The 2019 Act requires that the state’s actions not create a “disproportionate burden” on “disadvantaged communities.” The Act did not specifically require, however, that a cumulative impacts analysis be performed in environmental impact studies. Requiring a cumulative impacts analysis gives the state, and communities, a powerful tool to ensure that disproportionate burdens are not created by new and potentially polluting projects. Few states have similar laws on the books.
Cumulative impacts analyses provide insight into where historical environmental racism has increased environmental burdens on Black, Brown and low-income communities. A cumulative impacts analysis is designed to determine when incremental harm will be caused by a new project when added to past, present, and reasonably foreseeable future actions.

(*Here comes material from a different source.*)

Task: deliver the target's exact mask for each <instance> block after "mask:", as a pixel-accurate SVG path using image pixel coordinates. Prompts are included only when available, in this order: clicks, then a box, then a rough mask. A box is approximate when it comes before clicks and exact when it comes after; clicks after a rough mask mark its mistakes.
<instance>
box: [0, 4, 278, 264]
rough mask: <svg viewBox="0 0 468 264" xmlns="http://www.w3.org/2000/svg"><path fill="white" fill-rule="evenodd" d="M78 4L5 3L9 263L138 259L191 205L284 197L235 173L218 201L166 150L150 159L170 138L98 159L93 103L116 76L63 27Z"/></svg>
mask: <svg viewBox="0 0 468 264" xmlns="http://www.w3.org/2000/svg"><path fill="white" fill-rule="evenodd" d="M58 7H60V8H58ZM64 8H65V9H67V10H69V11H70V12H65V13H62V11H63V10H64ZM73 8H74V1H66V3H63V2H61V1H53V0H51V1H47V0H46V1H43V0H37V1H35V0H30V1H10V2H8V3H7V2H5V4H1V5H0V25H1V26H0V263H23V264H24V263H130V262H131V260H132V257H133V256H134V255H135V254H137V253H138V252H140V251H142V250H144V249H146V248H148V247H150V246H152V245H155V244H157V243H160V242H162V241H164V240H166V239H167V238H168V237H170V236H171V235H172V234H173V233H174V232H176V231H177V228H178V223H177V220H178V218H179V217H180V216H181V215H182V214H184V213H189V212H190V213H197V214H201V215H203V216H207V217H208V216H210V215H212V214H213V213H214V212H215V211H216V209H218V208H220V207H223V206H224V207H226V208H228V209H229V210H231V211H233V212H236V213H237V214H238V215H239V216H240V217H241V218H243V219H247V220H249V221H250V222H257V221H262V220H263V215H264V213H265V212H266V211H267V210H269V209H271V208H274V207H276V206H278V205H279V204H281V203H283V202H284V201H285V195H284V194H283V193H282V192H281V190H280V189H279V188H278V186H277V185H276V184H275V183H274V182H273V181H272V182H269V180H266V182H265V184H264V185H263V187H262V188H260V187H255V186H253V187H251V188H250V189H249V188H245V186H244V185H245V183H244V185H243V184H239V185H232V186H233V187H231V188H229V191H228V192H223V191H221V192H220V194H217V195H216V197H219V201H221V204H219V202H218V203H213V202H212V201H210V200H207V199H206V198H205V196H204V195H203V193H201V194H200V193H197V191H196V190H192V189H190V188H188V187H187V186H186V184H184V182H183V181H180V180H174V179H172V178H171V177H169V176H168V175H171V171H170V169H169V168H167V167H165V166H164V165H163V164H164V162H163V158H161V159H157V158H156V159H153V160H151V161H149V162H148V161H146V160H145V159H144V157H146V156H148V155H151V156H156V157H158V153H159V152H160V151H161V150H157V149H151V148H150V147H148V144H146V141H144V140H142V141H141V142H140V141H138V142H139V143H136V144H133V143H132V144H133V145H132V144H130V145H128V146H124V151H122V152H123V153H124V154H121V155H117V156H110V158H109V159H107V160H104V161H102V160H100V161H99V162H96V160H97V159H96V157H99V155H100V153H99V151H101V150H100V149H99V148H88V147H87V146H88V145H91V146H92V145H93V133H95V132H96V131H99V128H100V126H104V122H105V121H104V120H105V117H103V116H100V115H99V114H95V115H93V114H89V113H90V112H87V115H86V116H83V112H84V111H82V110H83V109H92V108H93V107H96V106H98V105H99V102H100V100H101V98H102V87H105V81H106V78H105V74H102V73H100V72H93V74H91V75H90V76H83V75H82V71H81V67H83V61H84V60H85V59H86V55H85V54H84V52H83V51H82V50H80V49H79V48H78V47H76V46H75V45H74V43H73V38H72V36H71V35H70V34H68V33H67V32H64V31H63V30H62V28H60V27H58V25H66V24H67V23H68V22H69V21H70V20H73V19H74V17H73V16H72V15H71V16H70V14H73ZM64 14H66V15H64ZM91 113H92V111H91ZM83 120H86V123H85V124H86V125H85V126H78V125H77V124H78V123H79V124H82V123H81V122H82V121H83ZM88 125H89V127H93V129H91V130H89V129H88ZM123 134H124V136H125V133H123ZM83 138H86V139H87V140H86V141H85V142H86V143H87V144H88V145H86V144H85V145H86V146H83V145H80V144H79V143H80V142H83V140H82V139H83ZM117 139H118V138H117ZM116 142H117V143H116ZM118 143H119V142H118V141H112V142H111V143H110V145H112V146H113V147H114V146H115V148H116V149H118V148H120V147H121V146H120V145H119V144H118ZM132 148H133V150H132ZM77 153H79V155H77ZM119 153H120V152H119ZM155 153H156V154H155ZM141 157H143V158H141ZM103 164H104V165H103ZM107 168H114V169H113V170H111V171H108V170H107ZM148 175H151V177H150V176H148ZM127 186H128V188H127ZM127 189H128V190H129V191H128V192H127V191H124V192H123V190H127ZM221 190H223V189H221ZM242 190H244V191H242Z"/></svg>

What is needed is for the state to fully implement section 7(3) of the existing Climate Act with regards to "no disproportionate burden" to disadvantaged communities. Cumulative impact statements are a small part of the state's environmental justice mandates. Further, the effective date of this bill should not implicate analyses already required by law. This bill could be seen by some as a stalking horse, making it easier for existing projects to make it through the pipeline. I would argue that the existing DAC provisions of the CLCPA are not in any way limited by this bill."